Desde que Úrsula despertó hasta que le dieron el alta, mucha gente la visitó en ese corto tiempo; la mayoría solo intercambió un par de cortesías y se marchó.
Antes de irse, Tomás se quedó de pie en la puerta, dudando si hablar. Se rascó la cabeza y, después de un buen rato, le dijo:
—Lucio está en cuidados intensivos.
En realidad, Lola había intentado detenerlo, ya que Úrsula no había preguntado nada por Lucio desde que despertó, ni siquiera lo había mencionado.
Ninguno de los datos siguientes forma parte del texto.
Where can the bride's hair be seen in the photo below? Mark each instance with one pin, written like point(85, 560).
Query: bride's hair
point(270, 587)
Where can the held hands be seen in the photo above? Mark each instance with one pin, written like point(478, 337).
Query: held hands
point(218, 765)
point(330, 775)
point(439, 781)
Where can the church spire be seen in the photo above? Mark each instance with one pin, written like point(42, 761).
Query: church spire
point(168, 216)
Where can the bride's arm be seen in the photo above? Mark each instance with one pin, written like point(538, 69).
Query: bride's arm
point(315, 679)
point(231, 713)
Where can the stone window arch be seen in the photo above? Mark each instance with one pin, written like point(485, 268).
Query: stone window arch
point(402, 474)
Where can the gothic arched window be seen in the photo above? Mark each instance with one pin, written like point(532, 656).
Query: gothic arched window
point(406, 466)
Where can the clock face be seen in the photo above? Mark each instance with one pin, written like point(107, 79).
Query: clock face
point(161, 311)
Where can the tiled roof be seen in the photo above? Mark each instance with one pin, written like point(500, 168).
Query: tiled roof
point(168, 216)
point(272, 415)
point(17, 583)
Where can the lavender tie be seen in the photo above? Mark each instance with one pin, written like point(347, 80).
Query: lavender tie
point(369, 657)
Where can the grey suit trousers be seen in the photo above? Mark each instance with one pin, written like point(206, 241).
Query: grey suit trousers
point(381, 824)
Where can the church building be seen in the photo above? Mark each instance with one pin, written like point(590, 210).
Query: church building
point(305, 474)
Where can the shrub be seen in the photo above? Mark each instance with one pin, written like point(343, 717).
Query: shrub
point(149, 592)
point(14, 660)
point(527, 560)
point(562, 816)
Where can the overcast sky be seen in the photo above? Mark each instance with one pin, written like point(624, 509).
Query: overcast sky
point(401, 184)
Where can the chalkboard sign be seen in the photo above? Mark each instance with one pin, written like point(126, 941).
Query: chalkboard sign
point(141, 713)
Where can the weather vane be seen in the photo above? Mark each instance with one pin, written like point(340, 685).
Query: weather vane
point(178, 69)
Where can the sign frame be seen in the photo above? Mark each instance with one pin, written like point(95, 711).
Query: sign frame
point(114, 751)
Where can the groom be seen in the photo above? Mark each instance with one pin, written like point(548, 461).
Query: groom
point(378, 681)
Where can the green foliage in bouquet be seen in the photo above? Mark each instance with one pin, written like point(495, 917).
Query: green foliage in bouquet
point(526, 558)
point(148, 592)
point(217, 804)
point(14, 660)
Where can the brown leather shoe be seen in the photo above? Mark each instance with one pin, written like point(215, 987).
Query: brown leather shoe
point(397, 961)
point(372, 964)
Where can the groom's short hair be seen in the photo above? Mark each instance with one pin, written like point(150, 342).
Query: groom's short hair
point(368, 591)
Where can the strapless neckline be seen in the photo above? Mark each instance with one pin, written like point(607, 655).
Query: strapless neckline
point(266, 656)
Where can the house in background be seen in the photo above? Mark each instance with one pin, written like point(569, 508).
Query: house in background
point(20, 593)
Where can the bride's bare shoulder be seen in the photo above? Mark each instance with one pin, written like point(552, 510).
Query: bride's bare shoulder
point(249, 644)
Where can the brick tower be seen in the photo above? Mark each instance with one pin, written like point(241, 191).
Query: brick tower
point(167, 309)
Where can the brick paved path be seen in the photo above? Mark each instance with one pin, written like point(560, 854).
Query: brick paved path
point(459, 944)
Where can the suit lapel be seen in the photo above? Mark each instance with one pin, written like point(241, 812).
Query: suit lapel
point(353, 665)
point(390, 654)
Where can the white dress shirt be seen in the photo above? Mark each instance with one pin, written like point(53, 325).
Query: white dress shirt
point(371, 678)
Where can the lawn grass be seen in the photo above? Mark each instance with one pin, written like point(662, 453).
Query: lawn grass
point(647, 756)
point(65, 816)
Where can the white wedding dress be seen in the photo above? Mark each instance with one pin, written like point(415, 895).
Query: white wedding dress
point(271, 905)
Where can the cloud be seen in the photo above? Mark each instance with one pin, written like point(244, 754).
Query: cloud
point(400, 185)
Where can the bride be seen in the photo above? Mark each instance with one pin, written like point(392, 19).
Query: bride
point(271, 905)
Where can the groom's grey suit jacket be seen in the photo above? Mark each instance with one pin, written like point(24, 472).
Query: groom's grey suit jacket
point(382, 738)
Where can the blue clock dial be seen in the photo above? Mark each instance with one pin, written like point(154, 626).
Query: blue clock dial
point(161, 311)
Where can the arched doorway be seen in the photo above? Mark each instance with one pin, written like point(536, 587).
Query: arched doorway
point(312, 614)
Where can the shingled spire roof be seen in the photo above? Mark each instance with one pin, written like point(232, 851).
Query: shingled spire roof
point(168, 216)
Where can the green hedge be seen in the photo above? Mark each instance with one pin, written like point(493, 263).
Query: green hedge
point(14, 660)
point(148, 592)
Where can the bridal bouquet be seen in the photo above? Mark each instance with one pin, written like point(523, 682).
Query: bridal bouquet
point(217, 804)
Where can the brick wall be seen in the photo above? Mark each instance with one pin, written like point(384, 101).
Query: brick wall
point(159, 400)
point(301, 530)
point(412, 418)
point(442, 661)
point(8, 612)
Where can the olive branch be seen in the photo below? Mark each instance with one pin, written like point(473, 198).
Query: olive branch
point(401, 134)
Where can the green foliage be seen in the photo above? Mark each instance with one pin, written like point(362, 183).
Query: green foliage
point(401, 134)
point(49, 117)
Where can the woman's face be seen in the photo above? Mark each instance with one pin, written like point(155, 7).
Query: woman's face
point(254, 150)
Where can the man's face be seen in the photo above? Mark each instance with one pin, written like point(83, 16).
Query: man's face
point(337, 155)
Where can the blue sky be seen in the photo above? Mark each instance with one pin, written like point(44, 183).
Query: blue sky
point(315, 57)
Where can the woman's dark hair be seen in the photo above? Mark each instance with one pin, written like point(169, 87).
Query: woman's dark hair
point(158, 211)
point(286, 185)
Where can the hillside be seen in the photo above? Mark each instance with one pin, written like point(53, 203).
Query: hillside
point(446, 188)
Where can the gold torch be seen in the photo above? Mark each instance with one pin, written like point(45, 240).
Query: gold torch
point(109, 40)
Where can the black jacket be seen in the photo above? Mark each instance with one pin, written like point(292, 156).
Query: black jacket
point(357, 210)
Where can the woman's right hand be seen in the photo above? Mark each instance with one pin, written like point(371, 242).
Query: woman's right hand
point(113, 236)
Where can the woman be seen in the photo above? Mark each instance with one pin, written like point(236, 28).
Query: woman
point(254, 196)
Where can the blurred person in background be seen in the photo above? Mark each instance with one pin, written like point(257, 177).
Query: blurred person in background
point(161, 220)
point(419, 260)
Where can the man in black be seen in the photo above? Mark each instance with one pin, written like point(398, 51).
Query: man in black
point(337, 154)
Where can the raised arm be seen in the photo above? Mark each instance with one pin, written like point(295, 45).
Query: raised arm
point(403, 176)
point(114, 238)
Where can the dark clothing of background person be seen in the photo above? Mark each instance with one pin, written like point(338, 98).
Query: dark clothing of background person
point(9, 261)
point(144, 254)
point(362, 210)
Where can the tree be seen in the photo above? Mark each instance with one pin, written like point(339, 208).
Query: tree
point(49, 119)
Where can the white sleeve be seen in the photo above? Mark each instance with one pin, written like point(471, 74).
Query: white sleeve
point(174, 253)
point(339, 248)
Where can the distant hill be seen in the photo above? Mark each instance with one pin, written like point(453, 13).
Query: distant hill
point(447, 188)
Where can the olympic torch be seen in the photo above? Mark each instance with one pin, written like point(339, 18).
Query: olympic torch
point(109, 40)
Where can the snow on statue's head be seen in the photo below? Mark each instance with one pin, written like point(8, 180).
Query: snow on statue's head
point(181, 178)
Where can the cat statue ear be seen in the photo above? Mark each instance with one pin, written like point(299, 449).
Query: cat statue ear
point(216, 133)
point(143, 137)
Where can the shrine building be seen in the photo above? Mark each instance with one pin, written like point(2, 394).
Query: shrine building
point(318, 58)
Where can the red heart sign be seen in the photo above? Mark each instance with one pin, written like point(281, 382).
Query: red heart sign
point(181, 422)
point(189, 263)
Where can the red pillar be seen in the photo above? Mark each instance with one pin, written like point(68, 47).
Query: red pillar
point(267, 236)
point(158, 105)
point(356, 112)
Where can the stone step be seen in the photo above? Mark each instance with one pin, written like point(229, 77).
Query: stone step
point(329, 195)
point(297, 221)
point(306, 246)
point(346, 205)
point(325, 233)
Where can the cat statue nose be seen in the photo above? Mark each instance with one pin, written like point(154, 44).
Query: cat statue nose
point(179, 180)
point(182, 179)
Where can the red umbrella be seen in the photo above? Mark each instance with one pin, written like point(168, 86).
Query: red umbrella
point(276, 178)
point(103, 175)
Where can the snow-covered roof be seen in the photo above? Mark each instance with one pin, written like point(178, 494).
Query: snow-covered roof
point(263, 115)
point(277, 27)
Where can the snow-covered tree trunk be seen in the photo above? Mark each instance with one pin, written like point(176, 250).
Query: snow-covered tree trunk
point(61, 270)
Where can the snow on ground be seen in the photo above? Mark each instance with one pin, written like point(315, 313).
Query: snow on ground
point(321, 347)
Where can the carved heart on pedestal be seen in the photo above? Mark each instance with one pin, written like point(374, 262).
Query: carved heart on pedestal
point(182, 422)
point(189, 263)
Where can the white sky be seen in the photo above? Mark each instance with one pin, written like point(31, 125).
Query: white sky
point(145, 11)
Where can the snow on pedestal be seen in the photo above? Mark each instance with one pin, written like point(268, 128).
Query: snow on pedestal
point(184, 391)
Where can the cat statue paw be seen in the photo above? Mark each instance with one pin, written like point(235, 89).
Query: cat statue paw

Era evidente que no quería hablar del asunto.
Pero Tomás no pudo resistirse a decírselo.
Tal vez no era el tipo más perceptivo, porque tras su revelación no notó ninguna reacción en el rostro de Úrsula. Lo único que escuchó fue un escueto:
—Mmm.
Solo una sílaba y, con eso, se fue.
Tomás vio cómo su figura desaparecía al dar la vuelta a la esquina. Realmente no lo entendía.
No entendía a Lucio, y tampoco a Úrsula.
Eran demasiado complejos.
Tomás suspiró, de nuevo lleno de preocupación por el estado crítico de Lucio.
Un par de días después de que le dieran el alta a Úrsula, llegó el Fin de Año. Por supuesto, las vacaciones que tenían planeadas se cancelaron tras el incidente. Wilfredo Valdés la llamó una y otra vez para que volviera a casa a pasar las fiestas.
Él era la típica persona impulsiva: ante cualquier problema, su primera reacción era huir. Le repitió a Úrsula que nadie sabía si Lucio iba a sobrevivir y que debía pensar en sí misma. Tal vez, al haberse topado con Dante Arriaga durante la estancia de Úrsula en el hospital, Wilfredo pensó que él era una buena opción, así que le sugirió estar lista para buscar una nueva salida en cualquier momento.
Úrsula lo ignoró, y también a Sonia.
El día que su hermana mayor, Natalia, la visitó, le contó algo. Le dijo que seguramente quería saberlo y que ella misma lo había escuchado hace poco mientras sus padres discutían a escondidas.
La razón por la que Úrsula no era querida no se debía a otra cosa más que al hecho de que, un año antes de que ella naciera, no solo Wilfredo tenía un amorío con su secretaria, sino que Sonia también le había sido infiel.
Y por eso mismo, Wilfredo dudaba de la paternidad de Úrsula antes de su nacimiento, y no fue hasta que nació que se confirmó que, efectivamente, era su hija.
Pero el resentimiento ya había echado raíces.